The New Jersey law states that a person can be found guilty of advertising commercial sex abuse of a minor if "the person knowingly publishes, disseminates, or displays, or causes directly or indirectly, to be published, disseminated, or displayed, any advertisement for a commercial sex act, which is to take place in this State and which includes the depiction of a minor.''
A federal court judge issued a temporary restraining order June 28 prohibiting the New Jersey law from taking effect while the lawsuit is pending. It would fine providers at least $25,000.
"As part of a comprehensive effort to protect victims of human trafficking, the Legislature sought to limit the marketing of childhood prostitution,'' said Lee Moore, a spokesman for New Jersey Acting Attorney General John J. Hoffman. "Neither the Constitution or federal law prohibits the State's efforts, and we will continue to defend the statute's legality.''
The legality of the bill was discussed while its merits were being debated. It passed the legislature unanimously.

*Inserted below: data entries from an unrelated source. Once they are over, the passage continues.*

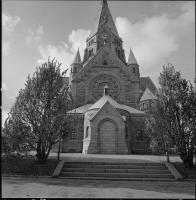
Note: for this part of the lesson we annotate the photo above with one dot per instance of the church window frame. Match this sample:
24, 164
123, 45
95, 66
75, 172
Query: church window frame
139, 135
87, 132
134, 70
73, 134
126, 132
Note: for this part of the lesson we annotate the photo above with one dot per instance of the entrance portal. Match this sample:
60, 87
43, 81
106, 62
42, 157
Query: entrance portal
107, 138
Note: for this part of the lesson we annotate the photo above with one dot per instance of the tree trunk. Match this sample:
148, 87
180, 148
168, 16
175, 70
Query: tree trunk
187, 158
41, 154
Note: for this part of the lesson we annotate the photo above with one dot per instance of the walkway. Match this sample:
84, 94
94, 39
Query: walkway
112, 158
62, 188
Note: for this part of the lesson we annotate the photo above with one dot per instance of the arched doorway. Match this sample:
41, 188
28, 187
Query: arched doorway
107, 137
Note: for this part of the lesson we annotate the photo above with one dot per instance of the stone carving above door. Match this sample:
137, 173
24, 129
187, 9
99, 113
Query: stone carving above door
105, 61
99, 84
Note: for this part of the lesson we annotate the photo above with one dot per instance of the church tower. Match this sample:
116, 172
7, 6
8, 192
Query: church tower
75, 67
104, 32
132, 63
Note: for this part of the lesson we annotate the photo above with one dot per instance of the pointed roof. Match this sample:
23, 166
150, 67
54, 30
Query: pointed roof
132, 59
110, 105
105, 98
105, 47
148, 95
147, 82
103, 17
77, 58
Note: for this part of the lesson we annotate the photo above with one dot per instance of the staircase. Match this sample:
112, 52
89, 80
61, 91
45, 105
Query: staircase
116, 171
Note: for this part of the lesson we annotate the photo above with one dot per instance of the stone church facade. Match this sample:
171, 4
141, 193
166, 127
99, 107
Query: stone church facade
108, 95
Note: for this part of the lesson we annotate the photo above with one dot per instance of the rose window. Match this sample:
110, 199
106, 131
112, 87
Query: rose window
100, 83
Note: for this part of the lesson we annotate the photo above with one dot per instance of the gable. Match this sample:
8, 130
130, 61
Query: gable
107, 109
105, 59
147, 82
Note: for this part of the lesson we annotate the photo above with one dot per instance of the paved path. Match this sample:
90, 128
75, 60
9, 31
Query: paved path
67, 188
118, 158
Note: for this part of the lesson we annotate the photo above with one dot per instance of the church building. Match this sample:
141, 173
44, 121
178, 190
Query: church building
109, 95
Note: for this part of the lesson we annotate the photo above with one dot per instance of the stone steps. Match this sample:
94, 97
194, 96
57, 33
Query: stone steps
116, 171
93, 170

"Quite frankly we did expect a challenge,'' said the bill's sponsor, Assemblywoman Valerie Vainieri Huttle. But putting a burden on the publisher of ads for underage sex workers "far outweighs the life of a child that could be taken and scarred forever,'' she said.
A group of attorneys general is drafting a letter asking Congress to amend the 1996 law, section 230 of the Communications Decency Act. The attorneys general want the law to be able to apply to state cases and law as well as federal.
"This is part of a broader political strategy to provide state attorneys general with ammunition to try to amend section 230,'' said Jeffrey Hermes, director of the Digital Media Law Project at the Berkman Center for Internet and Society at Harvard University. "This is a threat to the operability of the Internet of quite significant dimensions. It opens holes to the law that protects the core functionality of the Internet.''
A hearing on the New Jersey law is scheduled for Aug. 9.